Three-layer snowboard jackets add an additional layer between the face fabric and liner. This is typically a breathable, waterproof membrane made from the brand’s own fabrics or a premium alternative like GORE-TEX. Three-layer jackets are heavier, bulkier, and more expensive but are almost always warmer, more waterproof, and more durable.
Like all outdoor apparel, snowboard jackets range in price from less than $200 for the most budget-friendly options all the way up to $750 or more for premium, ultra-technical models with all the bells and whistles. We recommend buying the best snowboard jacket that you can afford that matches your personal style and the types of conditions you’re most likely to encounter.
What’s the Difference Between a Ski Jacket and a Snowboard Jacket?
In general, you can wear ski jackets to snowboard and vice versa. All provide protection against the sun, wind, and snow while adding things like waterproofing, adjustable cuffs, and oversized pockets. But, most brands—especially the best snowboard jacket makers—do design theirs with snowboard-specific fits and features. Snowboard jackets are often baggier, bulkier, and longer at the hem, while ski jackets are usually lighter weight and slimmer for a more athletic fit. Most of the jackets we recommend can also easily be used for snowboarding, skiing, and almost any other winter sport.
Do I Really Need a Snowboard Jacket?
As with any outdoor adventure—whether you’re hiking, kayaking, mountain biking, or bombing the slopes—keeping dry is the key to staying comfortable.
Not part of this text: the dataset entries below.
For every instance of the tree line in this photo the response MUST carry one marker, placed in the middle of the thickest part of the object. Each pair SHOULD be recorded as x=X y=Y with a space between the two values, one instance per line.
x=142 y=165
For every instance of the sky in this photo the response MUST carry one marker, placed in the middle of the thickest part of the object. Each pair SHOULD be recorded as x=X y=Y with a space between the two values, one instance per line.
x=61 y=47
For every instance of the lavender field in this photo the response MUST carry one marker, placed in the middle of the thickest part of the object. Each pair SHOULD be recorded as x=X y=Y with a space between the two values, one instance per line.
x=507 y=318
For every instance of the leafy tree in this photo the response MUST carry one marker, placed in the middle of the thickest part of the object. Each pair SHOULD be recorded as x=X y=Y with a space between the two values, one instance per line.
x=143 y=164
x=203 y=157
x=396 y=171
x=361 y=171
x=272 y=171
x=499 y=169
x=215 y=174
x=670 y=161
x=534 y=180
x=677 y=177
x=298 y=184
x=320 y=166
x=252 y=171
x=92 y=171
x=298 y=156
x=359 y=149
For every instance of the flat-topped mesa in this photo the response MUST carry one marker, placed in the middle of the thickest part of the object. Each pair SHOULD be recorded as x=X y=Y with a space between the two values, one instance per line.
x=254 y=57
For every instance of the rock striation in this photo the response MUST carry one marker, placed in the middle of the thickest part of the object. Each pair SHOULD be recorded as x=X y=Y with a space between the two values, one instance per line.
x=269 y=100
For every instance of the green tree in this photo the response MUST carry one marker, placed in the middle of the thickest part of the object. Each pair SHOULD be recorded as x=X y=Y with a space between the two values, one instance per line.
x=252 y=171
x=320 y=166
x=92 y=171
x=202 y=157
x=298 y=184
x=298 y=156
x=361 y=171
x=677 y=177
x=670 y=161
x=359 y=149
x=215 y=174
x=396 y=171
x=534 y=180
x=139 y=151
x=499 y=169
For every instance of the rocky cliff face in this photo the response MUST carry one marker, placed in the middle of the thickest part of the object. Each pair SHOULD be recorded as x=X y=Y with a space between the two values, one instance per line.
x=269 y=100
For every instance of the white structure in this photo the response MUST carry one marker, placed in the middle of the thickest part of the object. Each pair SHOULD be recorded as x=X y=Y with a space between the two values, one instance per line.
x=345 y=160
That’s why the best snowboard jackets are designed to keep you dry and help keep snow off of your skin. As long as you achieve these two goals, everything else is a piece of cake. Bottom line: Yes, we would argue that you really do need a snowboard jacket.
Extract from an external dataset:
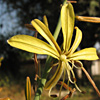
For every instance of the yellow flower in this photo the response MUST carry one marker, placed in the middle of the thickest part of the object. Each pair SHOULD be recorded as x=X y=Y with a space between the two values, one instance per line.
x=67 y=56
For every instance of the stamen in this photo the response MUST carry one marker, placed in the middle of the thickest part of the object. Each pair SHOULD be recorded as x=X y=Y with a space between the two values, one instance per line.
x=62 y=84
What Should I Wear Under My Snowboard Jacket?
Lightweight, quick-wicking materials are best for base layers and mid-layers under your snowboard jacket. Consider synthetics like polyester or natural materials like Merino wool. Each of these has pros and cons, but either works well to regulate your body temperature and help move sweat away from your body on the slopes. The one material you definitely do not want under your snowboard jacket is cotton. It traps moisture, takes forever to dry, and loses nearly all of its insulating properties when wet.
Should My Snowboard Jacket Be Tight or Loose?
While this mostly comes down to personal preference, we recommend a relaxed fit for your snowboarding jacket. This allows for plenty of coverage, greater mobility when maneuvering on the slopes, and extra roominess so you feel more comfortable in general. Relaxed-fit snow jackets also just have that classic baggy look that everyone loves. Park riders, in particular, usually prefer baggier jackets because they provide a greater range of motion.
How We Chose the Best Snowboard Jackets of 2024
Our outdoor-obsessed editors and writers love a good winter adventure and all the gear that goes along with it. That’s why we researched and evaluated dozens of top-selling snowboarding jackets to compare everything from overall quality and looks to warmth factor and price. In the end, our team decided on the nine above as our picks for the best snowboarding jackets worth buying in 2024.